To minimize the risk that it will not be accepted, it’s best that the power of attorney be drafted to go into effect immediately as opposed to in your incapacity. Third parties are often more reluctant to accept powers of attorney that spring into effect upon the principal’s incapacity because they are often concerned that the triggering event has actually happened.
For more information, read: To Spring or Not to Spring a Durable Power of Attorney.
Medical Power of Attorney
You can designate someone you trust to make medical decisions for you with a medical power of attorney. The person you designate is called an agent. The agent is given broad authority to make any health care decisions for you if you become unconscious or mentally incapable of making those decisions for yourself.
To read more about the requirements of a medical power of attorney in Texas, read: What is a Medical Power of Attorney?
HIPAA Authorization
If you’ve tried to obtain medical information about a spouse or an adult child before, you have probably been informed that because of privacy regulations, the medical facility will not share information about a patient with anyone but the patient or an authorized representative.
The Health Insurance Portability and Accountability Act (HIPAA), regulates the use and disclosure of protected health information concerning a patient. Any health care provider or insurance company that uses computers in their normal course of business is subject to the law. Entities that violate HIPAA rules are subject to civil fines, as well as criminal penalties with possible jail time, which makes them extremely cautious about sharing medical information with anyone but the patient, even close family members such as spouses and children.
If you want your spouse, another family member, or close friend to be able to talk to doctors or insurance companies on your behalf, you need to sign a HIPAA authorization. A HIPAA authorization allows you to name an individual who can have access to your medical information so that your health care provider or insurance company have no reservations about sharing your protected medical information with them.
Directive to Physicians
A Living Will, also known as a Directive to Physicians, is a document that allows you to instruct your physicians to administer, withdraw or withhold artificial, life-sustaining treatment in the event you are diagnosed with a terminal or irreversible condition and are unable to make your own health care decisions.
It puts you in control of whether you want doctors to withhold all treatment other than those required to keep you comfortable, or in the alternative, whether you would like to be kept alive in your condition using available life-sustaining treatment.

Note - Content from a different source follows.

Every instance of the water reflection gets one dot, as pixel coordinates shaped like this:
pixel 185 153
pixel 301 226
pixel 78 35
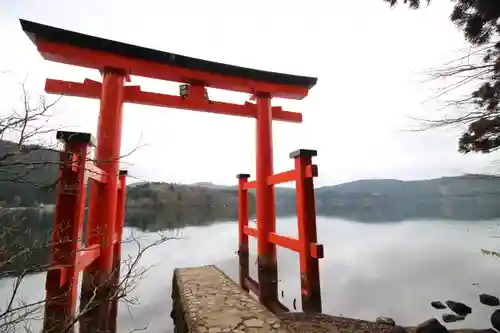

The goal with all these documents is to make sure people you trust are in place to carry out your wishes without a court proceeding. If these documents are not in place and you become incapacitated, a guardianship proceeding may be necessary to give someone the authority to act on your behalf.
With these estate planning documents in place, all these matters can remain private and handled out of court. But it is important that you sign the documents while you still have the capacity to understand the documents you are signing and the ramifications of signing them.
Once you become incapacitated, it is generally too late.